Canada, for those who haven’t heard of it, is a rather large country conveniently situated where most people would rather not live. The vast majority of its landmass is practically uninhabitable, and therefore extremely sparsely populated, whereas the rest of the country is uncomfortably jammed up against the world’s only remaining superpower, and therefore dominated by the culture and politics south of the border. No wonder that the Canadians, many of whom stubbornly remain in their home and native land, are a fiercely proud people, refusing to pronounce the letter Z “zee”, spelling colour with a “u” and measuring their distances in kilometres rather than miles. Basically, the main defining feature of a Canadian is that he or she is not American.
|Things to do in Toronto: take a trip up to the top of the tower.|
I have been lucky enough to marry one of Canada’s many fine womenfolk, and I therefore get to visit this vast country regularly in order to visit the in-laws and drink beer in no particular order. The beer scene in Canada resembles the one in the USA. Until 20 or so years ago, the market was completely dominated by a few big brands which sold their bland, industrial lager beer to the great masses. These behemoths still supply the vast majority of what Canadians knock back in their pubs, and not unlike similar breweries in the rest of the world they seem to take pride in inventing new and trendy concoctions that taste almost, but not entirely unlike beer.
Luckily, the beer revolution that hit the US has also spilled into Canada, though perhaps on a slightly lesser scale. This means that it is nowadays generally possible to find at least one microbrewery or brewpub in every major city, and some of the bigger micros (as it were) are sold in the Norwegian-inspired state-controlled alcohol shops, which in Ontario come in two flavours: the LCBO, and the ingeniously named “Beer Store”. There is, in other words, plenty of good beer to be enjoyed if you know what to look for.

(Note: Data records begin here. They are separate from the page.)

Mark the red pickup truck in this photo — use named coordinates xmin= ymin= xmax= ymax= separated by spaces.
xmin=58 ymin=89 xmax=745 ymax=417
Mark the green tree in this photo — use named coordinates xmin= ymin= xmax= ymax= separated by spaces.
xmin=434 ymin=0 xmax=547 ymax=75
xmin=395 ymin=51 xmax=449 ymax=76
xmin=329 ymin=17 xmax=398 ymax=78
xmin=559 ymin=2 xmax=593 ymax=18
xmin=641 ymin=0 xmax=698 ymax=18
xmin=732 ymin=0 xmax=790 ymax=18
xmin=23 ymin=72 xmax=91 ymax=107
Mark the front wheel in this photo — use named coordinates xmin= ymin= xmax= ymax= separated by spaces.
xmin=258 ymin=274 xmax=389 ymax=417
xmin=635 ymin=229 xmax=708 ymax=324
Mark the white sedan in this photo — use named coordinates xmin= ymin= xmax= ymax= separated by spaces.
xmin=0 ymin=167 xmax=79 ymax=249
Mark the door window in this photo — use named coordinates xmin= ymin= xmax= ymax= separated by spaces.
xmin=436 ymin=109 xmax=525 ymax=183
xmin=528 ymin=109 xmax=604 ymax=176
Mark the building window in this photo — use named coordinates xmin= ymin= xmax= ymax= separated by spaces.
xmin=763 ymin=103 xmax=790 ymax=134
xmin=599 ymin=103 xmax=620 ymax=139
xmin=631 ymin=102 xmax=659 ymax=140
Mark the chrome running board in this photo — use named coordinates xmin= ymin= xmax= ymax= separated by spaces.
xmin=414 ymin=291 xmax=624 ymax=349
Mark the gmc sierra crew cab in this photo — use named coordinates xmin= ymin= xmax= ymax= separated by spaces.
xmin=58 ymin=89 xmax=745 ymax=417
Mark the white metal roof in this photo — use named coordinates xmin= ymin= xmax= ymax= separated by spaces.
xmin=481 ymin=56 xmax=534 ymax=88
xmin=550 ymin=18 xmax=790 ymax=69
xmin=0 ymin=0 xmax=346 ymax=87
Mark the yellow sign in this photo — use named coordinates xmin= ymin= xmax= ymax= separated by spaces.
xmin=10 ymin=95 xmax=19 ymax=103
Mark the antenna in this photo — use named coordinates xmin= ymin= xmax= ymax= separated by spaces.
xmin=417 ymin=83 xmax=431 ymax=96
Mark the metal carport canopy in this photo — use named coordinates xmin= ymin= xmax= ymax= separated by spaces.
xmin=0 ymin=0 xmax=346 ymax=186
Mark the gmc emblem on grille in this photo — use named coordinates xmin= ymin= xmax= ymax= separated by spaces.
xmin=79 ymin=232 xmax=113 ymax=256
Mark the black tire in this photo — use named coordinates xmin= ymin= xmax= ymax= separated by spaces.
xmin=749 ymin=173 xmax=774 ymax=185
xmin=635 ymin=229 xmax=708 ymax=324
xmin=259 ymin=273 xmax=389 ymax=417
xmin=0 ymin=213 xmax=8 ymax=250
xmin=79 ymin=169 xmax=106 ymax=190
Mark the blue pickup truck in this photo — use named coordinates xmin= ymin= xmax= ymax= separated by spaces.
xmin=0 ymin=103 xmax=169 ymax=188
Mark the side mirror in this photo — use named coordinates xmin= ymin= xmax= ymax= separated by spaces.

The area around Kitchener-Waterloo (about 100km southwest of Toronto) seems to have more than their fair share of microbreweries, so if you’re desperately searching for something more exciting than Molson Canadian or Labatt’s Blue, you may want to head in this direction. Just outside of Waterloo is the city of Guelph, surely the only city in the world which name resembles the sound of having had one beer too many. There’s a splendid pub near downtown called the Woolwich Arrow with a very long beer menu dominated by local breweries. I spent a happy lunchtime there in glorious sunshine a couple of weeks ago, and I can only recommend that you pop in for a swift half or an all-night drinking session or something in between.
Another personal recommendation is the Shepherd’s Pub in the tiny hamlet of Elora, about 30km north from Waterloo. It’s an extremely cosy little place, with live music and great beer. If you’re really lucky you can experience an Irish-style session where local people playing flutes, fiddles, banjos and other dodgy instruments will accidentally sit at the corner table and then equally accidentally start playing tunes that everyone happens to know. It’s excellent fun listening to such shenanigans whilst knocking back a few pints carefully selected from the extensive beer menu.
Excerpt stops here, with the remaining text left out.